27th June, 2011
June 23, 2011, was exactly 18 years after the former disgraced Nigerian dictator annulled the June 12 1993 presidential election on a blank sheet of paper therefore initiating series of events that have continued to hunt us till date. June 23 1993, was a day Nigerians received the highest insult from their self-imposed ruler, former General Ibrahim Babangida. June 23 1993 was a day impunity was celebrated without remorse. I remember precisely that on the night of June 23 1993, IBB came on air to justify the annulment. You need to see the comedian dancing to the reading of the substance he inhaled for the purpose of giving him the Dutch courage needed to face the bewildered nation.

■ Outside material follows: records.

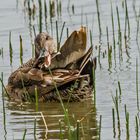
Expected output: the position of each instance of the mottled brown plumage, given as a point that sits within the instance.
(67, 71)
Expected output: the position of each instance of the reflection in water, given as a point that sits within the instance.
(23, 116)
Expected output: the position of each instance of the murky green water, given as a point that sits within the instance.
(19, 117)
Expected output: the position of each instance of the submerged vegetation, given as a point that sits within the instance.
(115, 39)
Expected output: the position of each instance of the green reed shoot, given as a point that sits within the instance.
(94, 83)
(113, 118)
(67, 32)
(21, 50)
(2, 52)
(59, 7)
(127, 17)
(24, 135)
(64, 109)
(73, 9)
(98, 14)
(137, 127)
(3, 87)
(78, 123)
(91, 43)
(61, 133)
(119, 33)
(36, 98)
(115, 100)
(100, 126)
(61, 33)
(113, 27)
(137, 83)
(120, 90)
(45, 13)
(52, 8)
(138, 21)
(40, 15)
(10, 49)
(127, 121)
(3, 105)
(57, 37)
(110, 56)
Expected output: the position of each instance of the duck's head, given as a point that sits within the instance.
(44, 46)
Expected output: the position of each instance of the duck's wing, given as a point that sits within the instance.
(73, 49)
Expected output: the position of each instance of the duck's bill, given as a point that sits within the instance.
(47, 60)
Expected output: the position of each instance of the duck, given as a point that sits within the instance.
(67, 74)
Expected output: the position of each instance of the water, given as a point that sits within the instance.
(19, 117)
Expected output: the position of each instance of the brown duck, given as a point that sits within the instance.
(67, 73)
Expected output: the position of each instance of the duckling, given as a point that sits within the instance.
(44, 46)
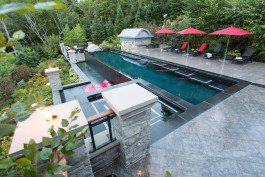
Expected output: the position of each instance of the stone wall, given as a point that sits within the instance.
(80, 163)
(134, 135)
(105, 156)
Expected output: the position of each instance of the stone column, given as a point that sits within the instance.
(54, 78)
(132, 105)
(62, 47)
(72, 56)
(80, 57)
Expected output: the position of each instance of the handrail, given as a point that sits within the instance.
(100, 115)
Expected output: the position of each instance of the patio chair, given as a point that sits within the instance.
(216, 51)
(201, 49)
(247, 55)
(172, 47)
(183, 47)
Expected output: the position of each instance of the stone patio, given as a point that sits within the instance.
(252, 72)
(226, 140)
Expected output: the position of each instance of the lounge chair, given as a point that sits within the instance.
(154, 45)
(247, 55)
(183, 47)
(201, 49)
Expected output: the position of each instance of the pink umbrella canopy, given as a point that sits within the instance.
(191, 31)
(165, 31)
(231, 31)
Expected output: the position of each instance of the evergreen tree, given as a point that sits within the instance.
(66, 34)
(79, 36)
(75, 36)
(119, 22)
(110, 28)
(98, 32)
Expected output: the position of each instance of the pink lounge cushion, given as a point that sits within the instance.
(203, 46)
(184, 45)
(90, 88)
(103, 84)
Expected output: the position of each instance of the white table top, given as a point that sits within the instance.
(123, 100)
(37, 125)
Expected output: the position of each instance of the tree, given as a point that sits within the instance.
(75, 36)
(109, 27)
(119, 22)
(98, 32)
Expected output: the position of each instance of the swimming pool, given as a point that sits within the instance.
(177, 81)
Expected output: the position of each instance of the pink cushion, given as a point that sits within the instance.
(202, 47)
(184, 45)
(90, 88)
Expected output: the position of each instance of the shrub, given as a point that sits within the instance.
(6, 67)
(27, 55)
(52, 47)
(75, 36)
(21, 72)
(7, 87)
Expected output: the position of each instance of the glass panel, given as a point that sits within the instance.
(101, 134)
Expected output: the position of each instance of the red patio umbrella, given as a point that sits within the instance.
(231, 31)
(165, 31)
(190, 31)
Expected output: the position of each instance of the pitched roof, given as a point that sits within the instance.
(135, 33)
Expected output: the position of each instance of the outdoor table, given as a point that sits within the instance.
(39, 122)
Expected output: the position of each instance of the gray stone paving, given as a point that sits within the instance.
(226, 140)
(253, 72)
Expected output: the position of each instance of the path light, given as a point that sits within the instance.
(139, 172)
(34, 104)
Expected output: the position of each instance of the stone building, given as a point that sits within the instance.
(133, 38)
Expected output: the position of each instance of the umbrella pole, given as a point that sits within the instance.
(226, 48)
(188, 46)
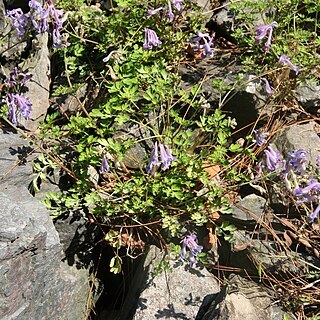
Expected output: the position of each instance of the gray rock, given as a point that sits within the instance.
(236, 89)
(224, 20)
(249, 209)
(308, 95)
(299, 137)
(242, 299)
(34, 283)
(250, 254)
(176, 294)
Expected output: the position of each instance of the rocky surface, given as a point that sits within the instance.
(175, 294)
(242, 299)
(299, 136)
(249, 209)
(34, 283)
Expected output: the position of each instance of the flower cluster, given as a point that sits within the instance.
(285, 61)
(292, 171)
(260, 137)
(176, 3)
(150, 39)
(165, 160)
(190, 242)
(262, 31)
(202, 41)
(38, 17)
(268, 87)
(17, 104)
(104, 165)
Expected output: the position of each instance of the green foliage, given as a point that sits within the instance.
(295, 35)
(138, 100)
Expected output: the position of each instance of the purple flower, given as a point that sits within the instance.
(38, 16)
(19, 20)
(154, 159)
(107, 58)
(177, 4)
(104, 165)
(24, 105)
(284, 60)
(207, 48)
(57, 15)
(273, 159)
(203, 41)
(170, 13)
(268, 88)
(153, 12)
(304, 193)
(314, 214)
(261, 137)
(57, 40)
(309, 194)
(17, 105)
(12, 109)
(298, 160)
(165, 156)
(17, 78)
(190, 242)
(262, 31)
(150, 39)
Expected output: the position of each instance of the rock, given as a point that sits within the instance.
(138, 155)
(224, 21)
(230, 89)
(34, 283)
(175, 294)
(249, 209)
(72, 102)
(299, 137)
(242, 299)
(308, 95)
(251, 254)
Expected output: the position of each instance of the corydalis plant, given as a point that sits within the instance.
(262, 32)
(203, 41)
(190, 242)
(17, 104)
(165, 160)
(285, 61)
(150, 39)
(292, 172)
(38, 19)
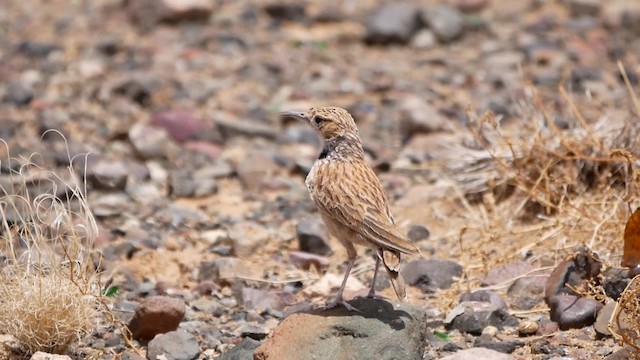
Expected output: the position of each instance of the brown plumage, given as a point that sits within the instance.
(350, 198)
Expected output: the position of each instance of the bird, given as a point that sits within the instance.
(350, 198)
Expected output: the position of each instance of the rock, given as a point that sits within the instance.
(306, 261)
(39, 355)
(256, 170)
(418, 232)
(446, 22)
(37, 49)
(232, 128)
(378, 330)
(18, 94)
(108, 175)
(526, 292)
(207, 305)
(180, 125)
(286, 11)
(584, 7)
(602, 320)
(392, 23)
(583, 267)
(478, 354)
(527, 327)
(147, 13)
(130, 355)
(505, 347)
(472, 317)
(135, 87)
(430, 275)
(471, 6)
(149, 142)
(243, 351)
(256, 299)
(246, 236)
(156, 315)
(547, 327)
(572, 312)
(417, 116)
(424, 39)
(615, 281)
(253, 331)
(313, 236)
(484, 296)
(174, 345)
(504, 274)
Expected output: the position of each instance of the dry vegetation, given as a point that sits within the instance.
(538, 184)
(50, 296)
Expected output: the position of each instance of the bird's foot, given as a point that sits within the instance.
(336, 302)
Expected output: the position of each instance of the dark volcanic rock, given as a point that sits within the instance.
(378, 330)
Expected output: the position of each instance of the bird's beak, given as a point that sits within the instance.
(298, 115)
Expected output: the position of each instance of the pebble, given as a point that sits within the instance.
(478, 354)
(40, 355)
(246, 237)
(180, 125)
(446, 22)
(526, 292)
(572, 312)
(156, 315)
(484, 296)
(108, 175)
(18, 94)
(257, 299)
(392, 23)
(313, 236)
(472, 317)
(174, 345)
(243, 351)
(418, 116)
(418, 232)
(430, 275)
(147, 13)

Some people may argue that one is crying over spilled milk but the truth is that I have known that history is a very important subject even though I dropped the subject in my form three in 1976. Those who neglect or ignore history pay dearly for it one way or the other.

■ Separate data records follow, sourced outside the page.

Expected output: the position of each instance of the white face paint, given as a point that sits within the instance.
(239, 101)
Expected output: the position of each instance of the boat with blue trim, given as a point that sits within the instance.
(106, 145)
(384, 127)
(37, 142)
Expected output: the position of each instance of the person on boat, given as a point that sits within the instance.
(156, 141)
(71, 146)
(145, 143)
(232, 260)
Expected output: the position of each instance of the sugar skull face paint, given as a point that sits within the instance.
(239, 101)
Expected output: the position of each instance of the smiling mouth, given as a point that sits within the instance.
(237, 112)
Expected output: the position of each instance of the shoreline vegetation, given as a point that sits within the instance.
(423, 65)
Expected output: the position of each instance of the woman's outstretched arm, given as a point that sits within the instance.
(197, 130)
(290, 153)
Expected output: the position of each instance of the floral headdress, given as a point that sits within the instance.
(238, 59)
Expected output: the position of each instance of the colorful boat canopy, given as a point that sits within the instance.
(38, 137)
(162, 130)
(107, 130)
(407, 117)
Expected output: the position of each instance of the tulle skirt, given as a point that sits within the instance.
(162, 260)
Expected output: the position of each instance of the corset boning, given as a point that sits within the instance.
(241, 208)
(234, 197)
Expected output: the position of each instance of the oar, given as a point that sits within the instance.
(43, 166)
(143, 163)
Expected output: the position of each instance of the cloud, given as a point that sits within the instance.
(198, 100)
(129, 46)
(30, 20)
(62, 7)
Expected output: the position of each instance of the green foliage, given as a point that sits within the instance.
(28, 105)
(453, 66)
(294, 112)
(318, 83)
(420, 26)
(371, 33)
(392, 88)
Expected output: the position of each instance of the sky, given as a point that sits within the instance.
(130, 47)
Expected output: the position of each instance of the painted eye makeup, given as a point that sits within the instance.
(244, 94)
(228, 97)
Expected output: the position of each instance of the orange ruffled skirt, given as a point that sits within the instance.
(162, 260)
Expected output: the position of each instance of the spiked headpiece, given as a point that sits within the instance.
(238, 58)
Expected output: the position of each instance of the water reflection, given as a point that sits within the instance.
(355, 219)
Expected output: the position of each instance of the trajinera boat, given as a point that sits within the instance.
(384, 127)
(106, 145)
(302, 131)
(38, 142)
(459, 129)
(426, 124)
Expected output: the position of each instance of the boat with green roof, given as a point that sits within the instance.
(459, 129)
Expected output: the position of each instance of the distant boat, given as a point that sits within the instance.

A single action of a totally useless and peacetime General called IBB initiated chains of events that took Nigeria backwards by many years. One is compelled to continue to tell this tragic story because I am told that a story that must be told never forgives silence. In other words if a writer is silent he is lying. Evil they say triumph in every society when good men do nothing.
As I reflect over what transpired that day on June 23 1993 and where we are now, so many questions come to my mind: where would Nigeria have been today if that election had been allowed to stand? Could it have been possible for us to continue to talk about free and fair elections in Nigeria today? Perhaps over 5000 people that died between 1993 and 1998 would have been alive today. Perhaps, IBB would have become an elected civilian president in Nigeria . Perhaps, ethnic politics and primordial sentiments would have been a thing of the past in Nigeria today.
Time they say is a great healer of wounds but has the wounds IBB deliberately inflicted on the nation been healed in the past 18 years? I leave you to ponder over this.